Intisari-online.com - Dapat Anda bayangkan dua-lima orang duduk berjejer dalam sebuah ruangan berbentuk kapsul.
Kemudian ruangan ditutup, secara bertahap tekanan udara dalam ruangan tersebut dinaikkan hingga setara dengan tekanan udara 14 meter di bawah permukaan laut.
(Baca juga: Kebakaran Ruang Hiperbarik RSAL Mintohardjo: Sebelum untuk Kecantikan, Terapi Hiperbarik untuk Operasi Penyelaman)
Pasien-pasien tersebut lalu diberikan masker napas untuk menghirup udara oksigen murni. Aktivitas yang hanya dilakukan dengan bernapas normal ini, berlangsung selama dua jam.
Setiap 30 menit sekali, dipandu oleh perawat, masker napas dilepas untuk rehat sejenak. Begitulah sekilas gambaran pelaksanaan proses terapi hiperbarik.
Tadinya juga sebelum hiperbarik dikenal untuk penyembuhan, terapi ini banyak digunakan oleh para penyelam untuk mengatasi penyakit dekompresi alias kelebihan nitrogen saat menyelam.
Tidak heran kalau terapi hiperbarik dimiliki hampir semua rumah sakit angkatan laut di dunia. Begitulah asal usulnya.
“Hiperbarik paling utama ditujukan untuk proses penyembuhan luka,” ujar dr. Aditya Handoko Hartanto dari Klinik Hiperbarik RS Grha Kedoya, Jakarta Barat.
Luka yang dimaksud adalah luka yang mengalami delayed of healing alias sulit untuk sembuh setelah 30 hari luka terjadi padahal sudah menerima pengobatan.
Atau luka yang dianggap akan sulit sembuh karena berbagai faktor.

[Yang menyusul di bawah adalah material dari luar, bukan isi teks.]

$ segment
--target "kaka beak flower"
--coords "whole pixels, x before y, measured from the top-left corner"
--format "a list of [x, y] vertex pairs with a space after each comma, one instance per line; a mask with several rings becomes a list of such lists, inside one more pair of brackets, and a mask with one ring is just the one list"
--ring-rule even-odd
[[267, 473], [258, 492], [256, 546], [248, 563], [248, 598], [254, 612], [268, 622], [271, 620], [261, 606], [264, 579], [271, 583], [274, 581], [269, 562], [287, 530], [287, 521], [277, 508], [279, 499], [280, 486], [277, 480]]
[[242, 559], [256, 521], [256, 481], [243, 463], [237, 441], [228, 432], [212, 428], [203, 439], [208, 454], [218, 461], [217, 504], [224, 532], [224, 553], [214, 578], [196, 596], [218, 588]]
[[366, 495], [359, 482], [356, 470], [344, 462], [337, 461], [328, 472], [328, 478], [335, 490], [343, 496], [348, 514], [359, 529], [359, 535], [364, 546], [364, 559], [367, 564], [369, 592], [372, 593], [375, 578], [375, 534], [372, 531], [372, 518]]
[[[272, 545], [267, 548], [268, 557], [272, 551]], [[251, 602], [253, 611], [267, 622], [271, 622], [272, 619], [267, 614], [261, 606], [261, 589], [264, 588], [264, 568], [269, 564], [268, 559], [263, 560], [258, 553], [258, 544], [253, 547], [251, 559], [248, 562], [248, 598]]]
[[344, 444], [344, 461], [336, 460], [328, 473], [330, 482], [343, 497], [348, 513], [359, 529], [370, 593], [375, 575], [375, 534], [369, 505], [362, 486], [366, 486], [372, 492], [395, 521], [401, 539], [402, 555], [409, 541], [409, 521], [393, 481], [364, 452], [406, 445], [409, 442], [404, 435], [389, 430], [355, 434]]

Seperti luka yang dialami pascaoperasi, luka infeksi, luka akibat diabetes, luka sulit sembuh karena usia tua, dan luka sulit sembuh akibat penyakit gangguan pembuluhan darah, dll. Namun intinya, luka tersebut sulit sembuh karena kurang oksigen.
Dengan terapi hiperbarik, jelas Aditya, oksigen larut 6,8 kali lebih cepat ketimbang bernapas biasa di tekanan udara normal.